A few of my students!






There was also a cueca dance performance and a luncheon. Overall it was a really cool
experience for me and a nice break from the daily routine of teaching!


Jo and some of the cueca dancers!



10.23.2007

La Serena, Region IV: Day 1

On Friday 10-14 we traveled 5 hours north with our friends Clayton, Petra and Margaret to the capital of the IV region, La Serena. The IV region is the center of Chilean Pisco production, and it boasts an extremely arid climate, a number of charming villages, several astrological observatories and tons of beautiful beaches. Our time was limited but we managed to explore many highlights of the area. One of which was undoubtedly our hostel, “Hostal El Punto” which we would highly recommend for anyone staying in La Serena. With its cozy outdoor areas, comfy spacious rooms and friendly staff we wouldn’t dream of paying more to stay in the dis-comfort of a corporate hotel!


Breakfast on the patio!





Relaxin' in the sun on the back patio

After resting up and chowing down on a nice breakfast of bread, papaya jam, cheese, and real coffee (yes, real coffee!!!!) at the hostel we headed east to the famed Elqui Valley, heart of Chilean pisco production, which is also famous for it’s UFO sightings (OVNIS in Spanish) and its “woo-woo” cosmic energies.

As we drove east the scenery became more and more awe-inspiring. Stark semi-desert landscapes surrounded by 5,000 foot cactus-covered peaks contrasted with lush green vineyards along the Rio Elqui. Our first stop was at the Ruta Norte Pisco distillery. Although we were too early for a tour we took some photos of the girls and of the lake and vineyards that surround it. WOW!!


Our next stop was the sleepy village of Vicuña where we visited Nobel Prize winning poet and writer Gabriela Mistral’s museum on the grounds of her birthplace. Vicuña also has some interesting churches, a strange castle-like colonial building that has been converted to a local museum, and a cute arts and crafts market.

downtown Vicuña


After Vicuña we set off again in search of the elusive pisco tour. After a bit of uncertainty at which one to choose, JoAnna made a quick decision and pulled off in to what appeared to be a small vineyard. Here we encountered the owner and learned we had stumbled upon one of the few wine producers in the region, a small family-owned operation called Cavas del Valle that produces tasty organic wines. She explained that organic wine production in Elqui Valley is easy, for one reason. Due to the aridity and the altitude, THERE ARE NO PESTS!

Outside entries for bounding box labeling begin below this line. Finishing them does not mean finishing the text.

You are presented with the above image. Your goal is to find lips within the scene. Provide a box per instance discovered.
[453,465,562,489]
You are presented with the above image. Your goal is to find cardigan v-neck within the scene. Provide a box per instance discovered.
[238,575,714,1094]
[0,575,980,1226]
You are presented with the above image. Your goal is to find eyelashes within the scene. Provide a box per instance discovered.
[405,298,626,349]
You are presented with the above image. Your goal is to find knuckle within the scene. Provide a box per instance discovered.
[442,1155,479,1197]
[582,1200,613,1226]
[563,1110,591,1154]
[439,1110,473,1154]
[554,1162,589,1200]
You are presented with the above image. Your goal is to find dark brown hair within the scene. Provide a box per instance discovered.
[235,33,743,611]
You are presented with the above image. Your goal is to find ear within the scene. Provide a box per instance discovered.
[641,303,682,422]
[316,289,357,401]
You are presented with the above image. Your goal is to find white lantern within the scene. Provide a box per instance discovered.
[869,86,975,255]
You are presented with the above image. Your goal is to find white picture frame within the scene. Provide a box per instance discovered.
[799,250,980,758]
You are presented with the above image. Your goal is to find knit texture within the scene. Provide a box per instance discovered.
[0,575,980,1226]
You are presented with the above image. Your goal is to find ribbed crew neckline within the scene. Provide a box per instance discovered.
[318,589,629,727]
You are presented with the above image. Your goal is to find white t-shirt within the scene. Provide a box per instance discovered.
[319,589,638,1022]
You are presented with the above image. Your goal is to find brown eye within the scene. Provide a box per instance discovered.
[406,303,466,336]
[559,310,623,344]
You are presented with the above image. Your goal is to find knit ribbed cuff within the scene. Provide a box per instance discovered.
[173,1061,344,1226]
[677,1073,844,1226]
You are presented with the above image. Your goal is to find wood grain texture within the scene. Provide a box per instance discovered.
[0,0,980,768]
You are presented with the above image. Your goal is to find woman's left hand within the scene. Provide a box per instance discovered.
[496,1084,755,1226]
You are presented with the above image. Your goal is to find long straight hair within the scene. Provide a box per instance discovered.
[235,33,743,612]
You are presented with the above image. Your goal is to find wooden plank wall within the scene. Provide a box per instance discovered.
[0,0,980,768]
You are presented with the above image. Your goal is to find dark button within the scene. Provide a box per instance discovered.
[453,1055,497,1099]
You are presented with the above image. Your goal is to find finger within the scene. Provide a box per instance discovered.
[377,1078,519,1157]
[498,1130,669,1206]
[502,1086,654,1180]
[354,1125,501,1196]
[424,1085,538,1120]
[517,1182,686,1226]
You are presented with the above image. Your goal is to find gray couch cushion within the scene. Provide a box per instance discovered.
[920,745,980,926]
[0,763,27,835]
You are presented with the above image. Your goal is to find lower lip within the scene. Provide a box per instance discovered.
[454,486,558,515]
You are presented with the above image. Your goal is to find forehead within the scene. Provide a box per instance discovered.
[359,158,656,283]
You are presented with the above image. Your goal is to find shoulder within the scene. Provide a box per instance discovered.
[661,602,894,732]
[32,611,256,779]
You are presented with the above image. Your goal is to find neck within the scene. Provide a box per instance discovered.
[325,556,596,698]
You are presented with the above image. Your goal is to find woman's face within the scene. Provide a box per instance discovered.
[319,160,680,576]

We sampled several varieties on the beautiful back patio and learned about their operation. The owner was friendly and the wine was delicious. We all bought a few bottles at quite reasonable prices for consumption at a later date.

This is where they live and make the wine as well. beautiful!


Sampling some wine on the back patio

Afterward we continued through the valley to the town of Pisco Elqui. Our ultimate goal was to find a good meal as we were all quite hungry and in dire need of a pisco sour after several fruitless stops at closed pisco factories. Sheer luck and perseverance brought us to a restaurant just outside of town called Miraflores, which offered a beautiful patio and a stunning view of the valley. We spent the better part of 2 hours admiring the view, chowing down on a good meal and snapping photos of the surrounding scenery.

The vista from the restaurant


Pisco, the thinking man's drink (Petra & Clayton)


Amongst the vineyards below


What a beautiful setting for lunch!


Jo being cute!

After our extended lunch break we opted to head back the way we had come in search of the elusive “pisco factory tour”. After getting rejected at the Pisco Mistral’s distillery (“no se puede”) we settled on the Artesanos del Cochiguaz which offered a somewhat lackluster “virtual tour” and a few tasters of the product. Honestly, the highlight of the tour was the touristy donkey billboard.